There would be no shiny watches poking out from underneath camouflage sleeves.

There would be no shitty haircuts fanning out from beneath berets.

There would certainly be no poorly formed, chef-shaped berets.

And most importantly, there would be absolutely no fall outs.

If anyone collapsed during the ceremony, everyone had strict instructions to leave the fallen bodies to lie where they collapsed.

This was a set of instructions that all of the West Point and Citadel commissioned officers excelled at far above their peers.  They had spent the better part of their young adult lives learning how to step over the corpses of less resilient officers rather than help them up; it came second nature.

 

But returning back to Reggie, he was no small man.  Slender maybe, but at 6’1”, he was markedly not small.  Furthermore, being so tall meant he was at the front of his unit’s box formation on the field.  The front left corner to be exact.  The first command following the last presentation of arms, was a massive pinwheel turn toward the review stands.  To ensure that the movement was fluid, the ranks behind Reggie didn’t need to just march around him as if nothing had happened.  They would have to march over him.

The first few rows weren’t so bad.  The Soldiers immediately following Reggie were similar in height and possessed legs long enough to step over him without missing a beat.  The last few ranks though, that was where the horror lay.  Pair after pair of stubby, Napolean-complex feet stomped over Reggie’s dehydrated and crumpled body.  Were it only his own company that he had to worry about, he may have escaped that fateful day with only a few bruises to his face and dignity, but he was in the first battalion, of the first brigade combat team of the division.

Somewhere between the 215th Brigade Support Battalion and their supported battalion of very heavy tankers, Reggie came to.  He locked eyes with a portly, bull-faced battalion Sergeant Major and knew instantly that if he didn’t move quickly, he was done for.  A tiny chaplain’s assistant from the 215th hopped over Reggie as he rolled onto his belly and began to desperately low-crawl through the division command sergeant major’s grass.  The parade field was mercilessly hot and infested with all manner of disease carrying arthropods.  Reggie cursed under his breath as he dragged himself forward.

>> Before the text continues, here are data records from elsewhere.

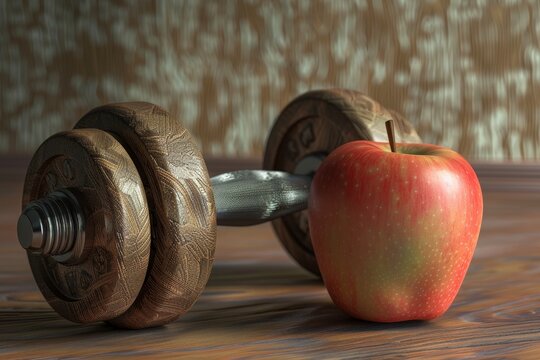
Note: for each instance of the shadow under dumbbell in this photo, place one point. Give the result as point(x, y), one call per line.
point(257, 274)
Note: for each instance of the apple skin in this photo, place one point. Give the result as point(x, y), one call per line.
point(394, 233)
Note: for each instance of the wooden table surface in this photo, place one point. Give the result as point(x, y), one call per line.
point(259, 303)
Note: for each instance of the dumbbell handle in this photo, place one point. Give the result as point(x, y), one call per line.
point(53, 225)
point(249, 197)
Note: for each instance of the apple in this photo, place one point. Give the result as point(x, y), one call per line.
point(394, 232)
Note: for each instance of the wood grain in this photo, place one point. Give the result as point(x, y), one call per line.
point(316, 123)
point(182, 209)
point(259, 302)
point(106, 279)
point(465, 73)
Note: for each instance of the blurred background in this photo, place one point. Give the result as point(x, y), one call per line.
point(465, 73)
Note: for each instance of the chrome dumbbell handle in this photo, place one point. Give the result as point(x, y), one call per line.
point(54, 225)
point(249, 197)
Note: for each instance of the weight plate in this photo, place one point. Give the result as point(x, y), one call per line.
point(182, 210)
point(106, 278)
point(316, 123)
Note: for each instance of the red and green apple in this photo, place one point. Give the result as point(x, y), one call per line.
point(394, 232)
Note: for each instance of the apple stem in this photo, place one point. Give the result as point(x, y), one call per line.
point(390, 132)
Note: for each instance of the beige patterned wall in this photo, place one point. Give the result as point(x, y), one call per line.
point(466, 73)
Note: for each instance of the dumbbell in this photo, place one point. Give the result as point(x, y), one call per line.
point(119, 214)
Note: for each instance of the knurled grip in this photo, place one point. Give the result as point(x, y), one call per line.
point(249, 197)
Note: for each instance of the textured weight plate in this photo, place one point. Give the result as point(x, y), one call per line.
point(105, 280)
point(315, 124)
point(182, 210)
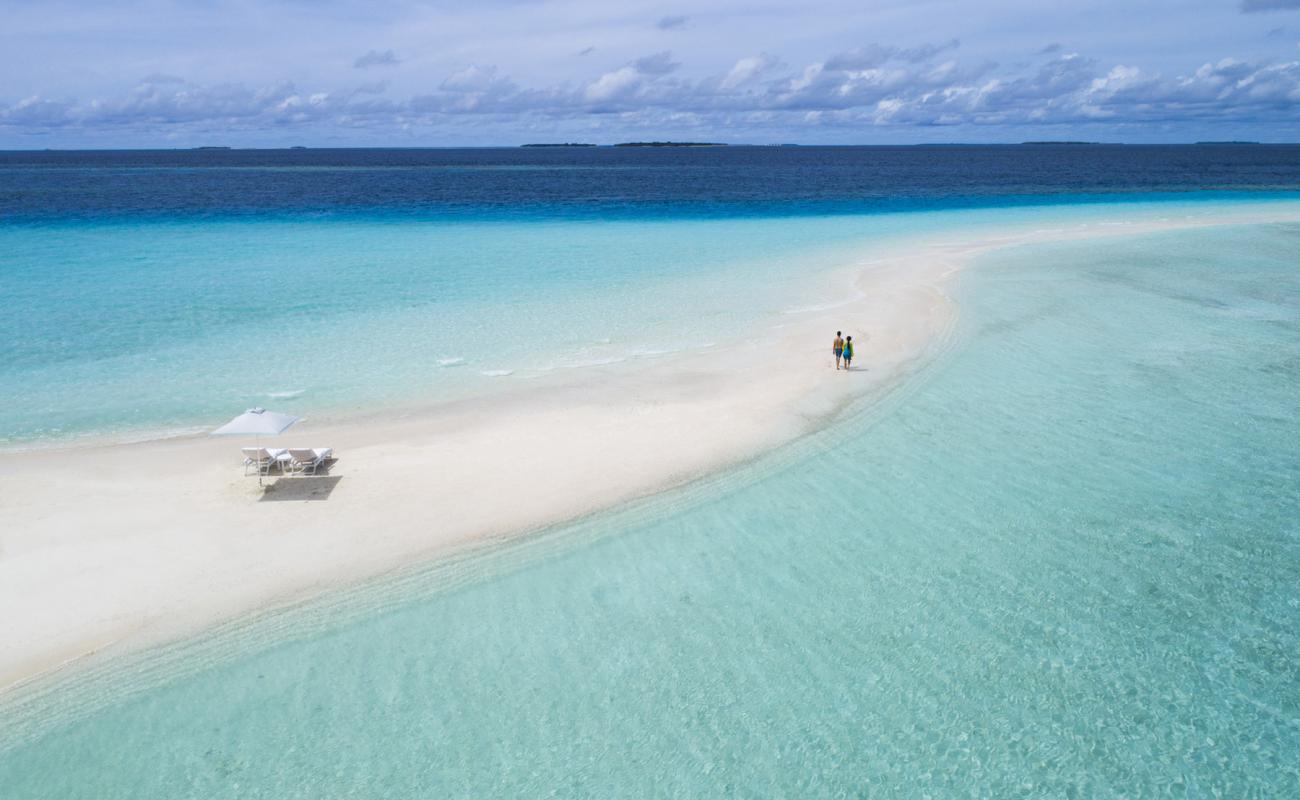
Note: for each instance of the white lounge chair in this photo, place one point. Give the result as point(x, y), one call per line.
point(261, 459)
point(306, 461)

This was no time to be dehydrated.

With each beat of the marching band drum, the tankers stomped closer.  The gap between units wasn’t very large, and Reggie had ungodly long and heavy legs to drag behind him.  If only he had in fact skipped leg day, perhaps he would already be off the field.  Fifty meters lay between him and the safety of parking lot asphalt.

Fifty meters.

Fifty, goddamed meters.

Somehow, he made it past the farthest-most corner of the tank battalion’s formation with not a moment to spare.  Their columns of marching men and women concealed Reggie’s broken, yet still camouflaged form as it finished crawling across the parade field to the safety of the parking lot.

Once there, he finally stood up.  Standing in parking lots decidedly did not ruin the magic of Division Changes of Command.  This was safe ground.

 

Reggie would go on to receive a company grade article 15 for falling out of the parade’ however he served his extra duty hours proudly, because he knew that despite his faux pas, he had dug deep and given his all to not only save himself, but also save the ceremony.  Reggie put in all of the effort where it truly mattered.